Following Mathew's directions, we wandered for about 15 minutes. As I was just about to suggest giving up and retreating, Alice pointed down a dingy side street. At the end was a crowd of shifty looking men. There were no women and Alice was starting to draw some odd looks. I suggested to her that she wait on the main road under the protective illumination of the street light. I squeezed into the crowd.

A short way into the press, rising high on either side, metal bars herded bedraggled men into two queues. There was no squeezing back the way I came. If anyone tried to take my wallet or injure me, there was no room to move. I stood a good head taller than anyone else in the crowd and hoped that this would deter anyone from giving me grief. The air was thick with fumy exhalation: it was clear that this was not the first time today that the men in front and behind had shuffled through these bars . I started to question the wisdom of this enterprise.
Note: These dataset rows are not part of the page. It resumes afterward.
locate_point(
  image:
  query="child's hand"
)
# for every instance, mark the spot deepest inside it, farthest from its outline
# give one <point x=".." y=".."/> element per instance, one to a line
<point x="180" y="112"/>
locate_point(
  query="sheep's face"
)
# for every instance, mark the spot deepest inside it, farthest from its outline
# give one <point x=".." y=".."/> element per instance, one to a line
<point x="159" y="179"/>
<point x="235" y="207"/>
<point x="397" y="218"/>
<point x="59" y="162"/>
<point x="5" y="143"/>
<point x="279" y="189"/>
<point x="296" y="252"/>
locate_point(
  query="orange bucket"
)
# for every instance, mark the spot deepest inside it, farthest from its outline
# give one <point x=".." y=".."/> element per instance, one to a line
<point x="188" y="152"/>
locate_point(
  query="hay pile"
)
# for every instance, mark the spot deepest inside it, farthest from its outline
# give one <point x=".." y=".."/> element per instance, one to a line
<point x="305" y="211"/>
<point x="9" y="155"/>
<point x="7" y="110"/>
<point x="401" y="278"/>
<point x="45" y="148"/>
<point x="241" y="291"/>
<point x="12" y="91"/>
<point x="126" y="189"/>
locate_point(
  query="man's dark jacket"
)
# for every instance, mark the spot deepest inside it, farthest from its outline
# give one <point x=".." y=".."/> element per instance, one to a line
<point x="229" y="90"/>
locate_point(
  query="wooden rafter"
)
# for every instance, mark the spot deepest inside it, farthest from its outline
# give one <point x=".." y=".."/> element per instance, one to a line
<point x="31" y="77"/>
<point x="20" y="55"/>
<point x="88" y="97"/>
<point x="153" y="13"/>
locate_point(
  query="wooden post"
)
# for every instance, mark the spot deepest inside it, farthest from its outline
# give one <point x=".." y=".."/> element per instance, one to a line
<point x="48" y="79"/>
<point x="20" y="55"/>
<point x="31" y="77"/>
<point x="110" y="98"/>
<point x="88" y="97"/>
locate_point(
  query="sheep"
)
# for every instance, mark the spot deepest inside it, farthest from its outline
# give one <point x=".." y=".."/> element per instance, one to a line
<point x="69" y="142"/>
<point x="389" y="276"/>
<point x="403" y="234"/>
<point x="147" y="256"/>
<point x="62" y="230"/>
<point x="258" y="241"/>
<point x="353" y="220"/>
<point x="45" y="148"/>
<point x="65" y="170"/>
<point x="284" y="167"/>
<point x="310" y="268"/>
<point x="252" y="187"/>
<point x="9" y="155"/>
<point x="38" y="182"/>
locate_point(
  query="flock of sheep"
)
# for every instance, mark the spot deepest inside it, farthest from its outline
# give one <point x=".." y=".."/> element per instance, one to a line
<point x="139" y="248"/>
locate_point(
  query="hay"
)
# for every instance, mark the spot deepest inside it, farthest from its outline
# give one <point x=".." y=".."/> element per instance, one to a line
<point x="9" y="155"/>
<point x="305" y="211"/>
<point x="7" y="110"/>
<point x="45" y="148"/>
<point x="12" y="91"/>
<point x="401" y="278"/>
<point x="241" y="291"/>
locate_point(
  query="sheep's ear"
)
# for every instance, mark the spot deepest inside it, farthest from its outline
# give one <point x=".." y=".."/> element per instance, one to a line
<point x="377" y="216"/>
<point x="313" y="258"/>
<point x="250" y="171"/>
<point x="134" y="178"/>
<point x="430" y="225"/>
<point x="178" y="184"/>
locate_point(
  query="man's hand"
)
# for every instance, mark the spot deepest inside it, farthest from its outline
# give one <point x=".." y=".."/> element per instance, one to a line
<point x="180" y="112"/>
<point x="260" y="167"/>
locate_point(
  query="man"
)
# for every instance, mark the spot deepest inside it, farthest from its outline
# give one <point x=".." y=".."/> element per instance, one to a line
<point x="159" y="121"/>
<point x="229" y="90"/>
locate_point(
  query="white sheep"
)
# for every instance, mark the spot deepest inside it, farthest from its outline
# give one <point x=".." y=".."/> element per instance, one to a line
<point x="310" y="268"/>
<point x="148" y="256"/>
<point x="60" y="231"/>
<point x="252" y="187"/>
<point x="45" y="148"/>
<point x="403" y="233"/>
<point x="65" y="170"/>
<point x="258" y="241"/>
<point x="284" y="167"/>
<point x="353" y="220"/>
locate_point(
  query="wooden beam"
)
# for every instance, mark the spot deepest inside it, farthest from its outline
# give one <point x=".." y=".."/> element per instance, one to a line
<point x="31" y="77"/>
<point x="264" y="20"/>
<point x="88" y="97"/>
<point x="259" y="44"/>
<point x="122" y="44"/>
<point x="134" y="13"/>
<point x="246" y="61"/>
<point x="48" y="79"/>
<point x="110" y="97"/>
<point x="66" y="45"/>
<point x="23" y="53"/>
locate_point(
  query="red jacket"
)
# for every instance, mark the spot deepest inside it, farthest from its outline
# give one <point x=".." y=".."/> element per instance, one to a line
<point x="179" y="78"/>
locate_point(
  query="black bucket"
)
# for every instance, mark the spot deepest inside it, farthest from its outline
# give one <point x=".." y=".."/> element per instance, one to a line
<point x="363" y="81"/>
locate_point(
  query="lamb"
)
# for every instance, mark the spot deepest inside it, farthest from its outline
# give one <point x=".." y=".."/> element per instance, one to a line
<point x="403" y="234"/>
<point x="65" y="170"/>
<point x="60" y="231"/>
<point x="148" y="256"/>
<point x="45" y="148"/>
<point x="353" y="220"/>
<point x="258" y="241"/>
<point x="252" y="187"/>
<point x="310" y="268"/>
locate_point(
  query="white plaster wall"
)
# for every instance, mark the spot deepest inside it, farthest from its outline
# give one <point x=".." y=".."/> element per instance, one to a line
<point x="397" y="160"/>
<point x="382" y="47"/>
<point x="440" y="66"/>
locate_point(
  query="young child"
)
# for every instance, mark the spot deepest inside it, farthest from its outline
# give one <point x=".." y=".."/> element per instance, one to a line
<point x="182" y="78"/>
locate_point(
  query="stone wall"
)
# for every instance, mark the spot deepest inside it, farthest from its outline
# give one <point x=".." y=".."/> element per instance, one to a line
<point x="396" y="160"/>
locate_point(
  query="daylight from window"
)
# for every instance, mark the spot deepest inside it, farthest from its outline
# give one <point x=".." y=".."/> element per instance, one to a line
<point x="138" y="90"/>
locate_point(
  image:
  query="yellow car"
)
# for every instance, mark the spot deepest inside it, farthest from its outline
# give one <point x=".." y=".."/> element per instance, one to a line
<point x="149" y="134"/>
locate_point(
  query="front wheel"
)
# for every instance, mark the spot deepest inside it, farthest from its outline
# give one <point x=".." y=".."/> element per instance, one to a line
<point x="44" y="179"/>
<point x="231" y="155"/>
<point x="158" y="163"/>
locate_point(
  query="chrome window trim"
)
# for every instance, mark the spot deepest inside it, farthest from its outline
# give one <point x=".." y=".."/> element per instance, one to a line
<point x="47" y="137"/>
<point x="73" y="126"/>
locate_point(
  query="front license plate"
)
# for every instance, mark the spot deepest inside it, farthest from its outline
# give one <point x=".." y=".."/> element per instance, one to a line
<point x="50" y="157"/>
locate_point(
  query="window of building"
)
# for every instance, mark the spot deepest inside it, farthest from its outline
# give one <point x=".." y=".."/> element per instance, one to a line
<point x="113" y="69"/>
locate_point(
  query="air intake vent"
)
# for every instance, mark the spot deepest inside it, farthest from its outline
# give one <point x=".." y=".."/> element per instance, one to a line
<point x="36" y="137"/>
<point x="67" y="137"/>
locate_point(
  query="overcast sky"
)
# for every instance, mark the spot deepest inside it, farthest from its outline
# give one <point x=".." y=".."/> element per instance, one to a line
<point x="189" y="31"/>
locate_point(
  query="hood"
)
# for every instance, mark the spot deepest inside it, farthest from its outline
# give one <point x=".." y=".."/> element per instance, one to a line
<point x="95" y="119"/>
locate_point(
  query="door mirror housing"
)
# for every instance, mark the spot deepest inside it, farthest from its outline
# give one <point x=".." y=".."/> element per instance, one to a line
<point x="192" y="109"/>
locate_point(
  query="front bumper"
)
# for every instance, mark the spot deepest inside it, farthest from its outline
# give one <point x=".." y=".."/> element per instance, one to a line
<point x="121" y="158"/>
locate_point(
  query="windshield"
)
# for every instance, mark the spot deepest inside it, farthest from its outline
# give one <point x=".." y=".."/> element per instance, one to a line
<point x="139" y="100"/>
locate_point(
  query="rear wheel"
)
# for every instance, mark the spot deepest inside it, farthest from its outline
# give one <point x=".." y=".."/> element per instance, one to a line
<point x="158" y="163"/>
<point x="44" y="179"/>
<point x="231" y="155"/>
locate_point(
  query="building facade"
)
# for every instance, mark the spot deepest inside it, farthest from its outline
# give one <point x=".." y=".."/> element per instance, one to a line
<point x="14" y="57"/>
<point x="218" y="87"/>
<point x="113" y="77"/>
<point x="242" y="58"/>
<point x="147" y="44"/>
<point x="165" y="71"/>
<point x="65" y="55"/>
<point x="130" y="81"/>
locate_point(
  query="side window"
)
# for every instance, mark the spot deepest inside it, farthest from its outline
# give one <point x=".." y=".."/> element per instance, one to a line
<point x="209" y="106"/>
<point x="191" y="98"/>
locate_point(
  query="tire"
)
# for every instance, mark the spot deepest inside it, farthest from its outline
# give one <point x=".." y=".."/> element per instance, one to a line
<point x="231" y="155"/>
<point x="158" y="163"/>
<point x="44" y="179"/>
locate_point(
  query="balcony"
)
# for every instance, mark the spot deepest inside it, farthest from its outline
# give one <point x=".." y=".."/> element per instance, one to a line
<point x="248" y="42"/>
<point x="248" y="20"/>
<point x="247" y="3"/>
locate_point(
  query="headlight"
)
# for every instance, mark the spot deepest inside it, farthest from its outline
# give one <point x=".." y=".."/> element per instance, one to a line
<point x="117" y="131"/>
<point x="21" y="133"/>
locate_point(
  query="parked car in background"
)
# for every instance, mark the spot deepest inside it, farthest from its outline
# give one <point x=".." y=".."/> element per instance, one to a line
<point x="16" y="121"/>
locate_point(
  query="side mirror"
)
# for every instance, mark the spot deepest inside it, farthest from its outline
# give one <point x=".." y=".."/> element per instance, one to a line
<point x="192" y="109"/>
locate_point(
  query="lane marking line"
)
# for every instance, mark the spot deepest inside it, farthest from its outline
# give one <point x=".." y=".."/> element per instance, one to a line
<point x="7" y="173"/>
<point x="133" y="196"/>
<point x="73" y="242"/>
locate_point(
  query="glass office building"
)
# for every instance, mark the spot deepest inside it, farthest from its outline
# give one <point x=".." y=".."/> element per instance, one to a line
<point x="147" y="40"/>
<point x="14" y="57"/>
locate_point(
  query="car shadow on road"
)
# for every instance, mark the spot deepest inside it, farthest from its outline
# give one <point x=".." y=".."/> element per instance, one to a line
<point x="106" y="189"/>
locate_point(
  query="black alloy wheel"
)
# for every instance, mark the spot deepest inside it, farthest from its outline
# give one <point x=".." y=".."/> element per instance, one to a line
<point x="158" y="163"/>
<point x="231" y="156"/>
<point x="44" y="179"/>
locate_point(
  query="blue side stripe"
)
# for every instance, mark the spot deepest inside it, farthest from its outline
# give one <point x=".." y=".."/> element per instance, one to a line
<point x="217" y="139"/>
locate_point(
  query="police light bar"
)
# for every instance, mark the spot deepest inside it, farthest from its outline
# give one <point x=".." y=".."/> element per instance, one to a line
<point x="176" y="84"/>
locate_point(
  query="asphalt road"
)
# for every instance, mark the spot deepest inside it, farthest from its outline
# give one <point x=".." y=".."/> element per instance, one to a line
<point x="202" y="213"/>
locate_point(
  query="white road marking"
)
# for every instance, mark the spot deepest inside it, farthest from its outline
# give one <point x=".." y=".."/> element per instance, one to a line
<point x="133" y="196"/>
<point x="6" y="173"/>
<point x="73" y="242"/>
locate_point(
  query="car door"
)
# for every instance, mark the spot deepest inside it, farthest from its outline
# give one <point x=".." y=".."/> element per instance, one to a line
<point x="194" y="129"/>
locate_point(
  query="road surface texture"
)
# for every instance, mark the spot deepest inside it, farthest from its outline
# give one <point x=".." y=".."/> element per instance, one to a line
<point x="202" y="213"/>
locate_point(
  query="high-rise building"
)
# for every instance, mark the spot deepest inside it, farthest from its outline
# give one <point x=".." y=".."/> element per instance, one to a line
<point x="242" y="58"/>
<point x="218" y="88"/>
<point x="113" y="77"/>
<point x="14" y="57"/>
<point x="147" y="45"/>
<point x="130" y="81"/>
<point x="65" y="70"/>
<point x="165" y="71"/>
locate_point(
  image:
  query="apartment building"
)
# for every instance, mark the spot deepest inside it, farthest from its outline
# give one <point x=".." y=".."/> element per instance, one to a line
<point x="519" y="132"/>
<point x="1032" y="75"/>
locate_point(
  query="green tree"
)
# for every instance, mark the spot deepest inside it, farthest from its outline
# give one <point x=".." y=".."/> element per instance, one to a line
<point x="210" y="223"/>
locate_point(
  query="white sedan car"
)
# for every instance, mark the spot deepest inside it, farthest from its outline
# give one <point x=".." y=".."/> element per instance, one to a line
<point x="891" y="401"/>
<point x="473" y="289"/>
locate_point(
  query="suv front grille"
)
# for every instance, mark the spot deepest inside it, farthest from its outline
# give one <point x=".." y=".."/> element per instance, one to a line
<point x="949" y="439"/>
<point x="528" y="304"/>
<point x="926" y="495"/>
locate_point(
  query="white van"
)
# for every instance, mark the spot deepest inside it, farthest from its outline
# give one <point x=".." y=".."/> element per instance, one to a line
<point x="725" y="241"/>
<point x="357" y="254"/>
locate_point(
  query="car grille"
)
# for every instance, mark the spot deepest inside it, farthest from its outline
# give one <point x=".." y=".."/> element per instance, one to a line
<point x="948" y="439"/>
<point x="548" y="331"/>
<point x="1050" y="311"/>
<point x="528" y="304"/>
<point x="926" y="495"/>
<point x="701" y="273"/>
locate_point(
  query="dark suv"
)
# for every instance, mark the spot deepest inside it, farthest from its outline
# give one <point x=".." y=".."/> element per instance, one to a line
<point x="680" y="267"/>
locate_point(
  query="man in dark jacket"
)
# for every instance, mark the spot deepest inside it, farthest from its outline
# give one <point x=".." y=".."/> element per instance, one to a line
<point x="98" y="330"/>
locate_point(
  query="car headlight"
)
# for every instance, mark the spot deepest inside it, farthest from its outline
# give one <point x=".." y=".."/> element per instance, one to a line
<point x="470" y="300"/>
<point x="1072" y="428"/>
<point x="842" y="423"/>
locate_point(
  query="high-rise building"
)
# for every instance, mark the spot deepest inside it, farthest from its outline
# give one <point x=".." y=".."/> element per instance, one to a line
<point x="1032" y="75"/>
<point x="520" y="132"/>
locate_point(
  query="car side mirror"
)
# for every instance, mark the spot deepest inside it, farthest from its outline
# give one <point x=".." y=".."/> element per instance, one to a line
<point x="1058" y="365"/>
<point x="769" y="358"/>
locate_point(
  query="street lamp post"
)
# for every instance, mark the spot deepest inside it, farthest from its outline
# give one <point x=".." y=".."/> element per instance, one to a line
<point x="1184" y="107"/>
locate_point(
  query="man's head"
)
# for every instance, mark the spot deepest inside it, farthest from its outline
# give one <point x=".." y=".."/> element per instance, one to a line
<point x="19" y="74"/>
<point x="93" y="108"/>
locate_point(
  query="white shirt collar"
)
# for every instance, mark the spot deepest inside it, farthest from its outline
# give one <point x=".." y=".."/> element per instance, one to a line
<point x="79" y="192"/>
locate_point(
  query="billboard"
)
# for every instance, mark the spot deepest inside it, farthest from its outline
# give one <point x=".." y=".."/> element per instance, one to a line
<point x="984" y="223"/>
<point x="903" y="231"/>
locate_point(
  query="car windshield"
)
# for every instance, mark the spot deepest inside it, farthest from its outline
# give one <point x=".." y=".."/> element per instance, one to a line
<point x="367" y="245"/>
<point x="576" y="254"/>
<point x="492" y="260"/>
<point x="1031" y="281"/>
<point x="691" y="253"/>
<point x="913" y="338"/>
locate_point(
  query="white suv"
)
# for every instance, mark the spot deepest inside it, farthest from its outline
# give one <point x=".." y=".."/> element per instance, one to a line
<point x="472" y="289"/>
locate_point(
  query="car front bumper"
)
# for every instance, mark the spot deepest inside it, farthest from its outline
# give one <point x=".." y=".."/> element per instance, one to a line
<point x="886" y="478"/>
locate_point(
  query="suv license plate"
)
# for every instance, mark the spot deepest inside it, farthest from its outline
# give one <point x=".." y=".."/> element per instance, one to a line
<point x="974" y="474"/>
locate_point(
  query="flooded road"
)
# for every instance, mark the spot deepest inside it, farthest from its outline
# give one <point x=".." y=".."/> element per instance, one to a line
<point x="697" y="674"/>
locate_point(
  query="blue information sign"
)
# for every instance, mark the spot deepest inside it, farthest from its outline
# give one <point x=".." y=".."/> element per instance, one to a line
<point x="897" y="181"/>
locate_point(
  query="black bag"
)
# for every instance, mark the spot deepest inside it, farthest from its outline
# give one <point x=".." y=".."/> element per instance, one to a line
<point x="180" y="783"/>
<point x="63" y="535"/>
The queue shuffled toward a slit of a window. Behind it stood two men - arbiters of a glittering array of beer and liquor. I got three big bottles of Kingfisher for the equivalent of a couple of quid and then legged it back out of the alley. Most of the other men emerging from the queue were stashing their gains inside their sarongs. We walked back with bottles in our hands and drew some stares and even some shouts. I'm not sure why.


The train is about to approach.Overall, our two days in Alleppey have been perfect to ease us back into city life. Handy, considering we're about to leave for one of India's most bustling cities - Chennai.